How much money should you give for the upcoming Bar Mitzvah?
The million dollar question…
What’s too much money? What’s too little?
What’s the deal with the whole multiple of 18 thing?
Don’t worry, this article will get rid of all your confusion…
How Much Money Should You Give for a Bar/Bat Mitzvah?
If you decided to go the money gift route, then now the question remains – how much should you give?
It’s a common Jewish tradition to give money in multiples of 18. 18 in Jewish numerology means “Chai” (life), so you’re basically blessing the young boy or girl with a long life with this gesture. Even though it’s not mandatory, it’s a good idea to follow this tradition. So instead of giving them $50, give them $54. Instead of $100, give $108 and so on…
OK, but how much? First of all, keep in mind that a Bar/Bat Mitzvah is NOT a wedding…so don’t take out a mortgage for their Bar/Bat Mitzvah cash gift.
Remember that you’re getting a gift for a young man or girl. They don’t need a lot of money, nor should they get used to getting a lot of money at such a young age (just my personal opinion).
When you’re trying to decide how much money to give, ask yourself:
- How close are you to the Bar/Bat Mitzvah or his family?
- What are the social & cultural habits in this family or community?
- How fancy is this Bar/Bat Mitzvah ceremony?
If you barely know the kid and his family, then $50-$100 (or $54-$108) is definitely OK.
However, if you’re their uncle and the Bar Mitzvah is in the Hilton, then that gift amount can cause you to lose your “favorite uncle” status.
A nice rule of thumb is to take the amount you would have normally spent on a birthday present and multiply that by 1.5. So, if you would’ve spent $100, then $150 sounds about right (or $144 to stay in the “increments of 18” lanes).

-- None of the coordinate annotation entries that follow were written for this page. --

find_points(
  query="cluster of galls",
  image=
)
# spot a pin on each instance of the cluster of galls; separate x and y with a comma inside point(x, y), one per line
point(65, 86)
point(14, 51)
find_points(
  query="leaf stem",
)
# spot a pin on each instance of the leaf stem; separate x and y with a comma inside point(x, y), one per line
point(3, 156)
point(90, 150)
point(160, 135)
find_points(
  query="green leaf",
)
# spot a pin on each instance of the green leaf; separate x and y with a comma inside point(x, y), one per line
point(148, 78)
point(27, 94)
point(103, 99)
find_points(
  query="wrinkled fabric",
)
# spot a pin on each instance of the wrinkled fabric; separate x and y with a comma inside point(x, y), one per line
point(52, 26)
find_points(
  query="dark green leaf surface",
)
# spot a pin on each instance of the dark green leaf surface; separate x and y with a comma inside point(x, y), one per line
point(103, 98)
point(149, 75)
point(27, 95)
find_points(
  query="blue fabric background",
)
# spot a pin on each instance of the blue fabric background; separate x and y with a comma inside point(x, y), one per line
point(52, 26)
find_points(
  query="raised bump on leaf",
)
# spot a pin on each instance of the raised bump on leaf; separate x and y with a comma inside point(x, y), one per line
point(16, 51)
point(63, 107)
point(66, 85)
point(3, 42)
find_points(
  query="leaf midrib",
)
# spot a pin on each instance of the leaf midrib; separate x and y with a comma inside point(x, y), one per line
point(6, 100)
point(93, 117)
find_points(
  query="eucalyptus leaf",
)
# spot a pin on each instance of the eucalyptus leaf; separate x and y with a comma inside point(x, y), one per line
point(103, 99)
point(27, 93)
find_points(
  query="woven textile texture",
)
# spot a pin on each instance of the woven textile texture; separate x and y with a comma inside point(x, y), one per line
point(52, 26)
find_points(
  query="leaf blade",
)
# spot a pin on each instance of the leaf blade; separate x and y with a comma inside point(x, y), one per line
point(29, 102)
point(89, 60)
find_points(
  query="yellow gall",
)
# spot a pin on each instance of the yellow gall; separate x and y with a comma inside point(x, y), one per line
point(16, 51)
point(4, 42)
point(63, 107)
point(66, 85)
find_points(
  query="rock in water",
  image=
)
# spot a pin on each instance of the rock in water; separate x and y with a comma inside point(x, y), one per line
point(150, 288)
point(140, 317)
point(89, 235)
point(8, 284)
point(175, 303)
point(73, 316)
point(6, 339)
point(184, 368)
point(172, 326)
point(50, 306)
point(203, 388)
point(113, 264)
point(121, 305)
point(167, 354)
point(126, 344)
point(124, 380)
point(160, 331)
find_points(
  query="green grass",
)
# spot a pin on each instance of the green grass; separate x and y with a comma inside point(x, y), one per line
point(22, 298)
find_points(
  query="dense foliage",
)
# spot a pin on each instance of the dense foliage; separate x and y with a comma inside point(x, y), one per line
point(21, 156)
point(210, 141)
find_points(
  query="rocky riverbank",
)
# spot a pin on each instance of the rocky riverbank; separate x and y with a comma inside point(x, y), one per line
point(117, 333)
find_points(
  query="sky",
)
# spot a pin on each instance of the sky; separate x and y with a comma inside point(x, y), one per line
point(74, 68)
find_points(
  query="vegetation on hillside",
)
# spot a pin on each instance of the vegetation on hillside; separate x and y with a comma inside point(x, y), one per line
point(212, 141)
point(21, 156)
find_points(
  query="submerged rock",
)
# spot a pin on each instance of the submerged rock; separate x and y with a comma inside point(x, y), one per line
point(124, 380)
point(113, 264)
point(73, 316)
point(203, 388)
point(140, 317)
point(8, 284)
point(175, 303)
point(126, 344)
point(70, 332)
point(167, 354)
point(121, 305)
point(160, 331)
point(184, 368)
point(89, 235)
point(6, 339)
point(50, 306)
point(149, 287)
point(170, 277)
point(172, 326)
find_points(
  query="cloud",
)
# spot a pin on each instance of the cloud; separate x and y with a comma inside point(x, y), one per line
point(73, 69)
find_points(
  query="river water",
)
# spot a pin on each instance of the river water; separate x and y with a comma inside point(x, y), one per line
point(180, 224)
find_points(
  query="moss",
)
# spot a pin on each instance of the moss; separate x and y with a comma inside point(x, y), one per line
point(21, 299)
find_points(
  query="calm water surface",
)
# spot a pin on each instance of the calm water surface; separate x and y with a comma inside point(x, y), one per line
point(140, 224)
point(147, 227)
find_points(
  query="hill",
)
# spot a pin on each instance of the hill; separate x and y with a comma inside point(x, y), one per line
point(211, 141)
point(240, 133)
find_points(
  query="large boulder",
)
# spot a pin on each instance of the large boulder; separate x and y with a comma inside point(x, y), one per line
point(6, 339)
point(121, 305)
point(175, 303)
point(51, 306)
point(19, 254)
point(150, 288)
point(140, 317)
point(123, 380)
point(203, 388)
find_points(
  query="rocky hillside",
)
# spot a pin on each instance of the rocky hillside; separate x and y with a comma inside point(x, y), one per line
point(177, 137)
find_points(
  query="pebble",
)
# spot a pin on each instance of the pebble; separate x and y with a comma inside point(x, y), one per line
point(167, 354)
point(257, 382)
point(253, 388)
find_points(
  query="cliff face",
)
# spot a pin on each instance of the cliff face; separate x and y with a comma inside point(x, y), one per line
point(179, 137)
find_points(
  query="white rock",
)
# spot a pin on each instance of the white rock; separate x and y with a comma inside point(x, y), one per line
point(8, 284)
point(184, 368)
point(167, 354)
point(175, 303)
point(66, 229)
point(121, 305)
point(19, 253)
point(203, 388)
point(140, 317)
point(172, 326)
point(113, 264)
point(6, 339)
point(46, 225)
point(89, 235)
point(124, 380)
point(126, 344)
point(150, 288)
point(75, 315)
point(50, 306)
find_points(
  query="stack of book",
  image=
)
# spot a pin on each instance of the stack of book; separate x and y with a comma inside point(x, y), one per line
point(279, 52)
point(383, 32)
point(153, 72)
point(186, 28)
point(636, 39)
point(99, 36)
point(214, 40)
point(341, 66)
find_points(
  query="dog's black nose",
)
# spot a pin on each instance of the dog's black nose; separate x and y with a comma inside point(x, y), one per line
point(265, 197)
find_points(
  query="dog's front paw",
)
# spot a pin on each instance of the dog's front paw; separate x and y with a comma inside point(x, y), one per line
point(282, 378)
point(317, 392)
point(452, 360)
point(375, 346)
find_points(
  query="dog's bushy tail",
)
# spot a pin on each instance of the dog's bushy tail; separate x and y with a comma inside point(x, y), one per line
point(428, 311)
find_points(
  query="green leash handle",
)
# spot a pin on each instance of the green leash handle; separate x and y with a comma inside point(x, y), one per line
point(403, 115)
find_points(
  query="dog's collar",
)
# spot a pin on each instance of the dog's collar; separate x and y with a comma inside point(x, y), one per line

Here’s a table to clear out the confusion:
|Classmates & Friends||$50-$75
($54-$72 in multiples of 18)
|Distant Relatives or Acquaintances||$50-$100
($54-$108 in multiples of 18)
|Close Family & Friends||$100 or higher|
Tip: The same holds true if you’re not physically attending the ceremony. Sure, you can technically “get away” with not sending anything… but if you can, these are the amounts you should send if you’re not attending.
Should You Give Money to Begin With?
Even though a cash gift is a very popular one, it’s far from the only option.
So, what else can you bring to a Bar/Bat Mitzvah?
Think about it – a big part of the Bar/Bat Mitzvah Memory is the gifts you received from your friends and family… And no one remembers the guy who gave money in increments of $18, just like everyone else did (unless you gave a ridiculously high amount, in which case will never forget you).
If you already know the young man or girl, you know things like:
- What they like and don’t like
- How religious they are
- What kind of gifts their parents will appreciate
Think about that before you decide to give them cash or a check.
Tip: Another great idea is to get the young Bar or Bat Mitzvah a nice Tzedakah box, and chip in the first $18. That way you get them a meaningful gift, and you get to teach them about the importance of Tzedakah & charity in Jewish tradition.
A Bar/Bat Mitzvah ceremony is a big deal… and deciding how much money you should give can be challenging… But it doesn’t have to be.
Remember, it’s still a 12 or 13-year-old teenager we’re talking about here, so no need to go crazy and give away ridiculous amounts.
Just remember to give a decent Bar/Bat Mitzvah gift amount in multiples of $18, use the guidelines from this article – and you should be golden.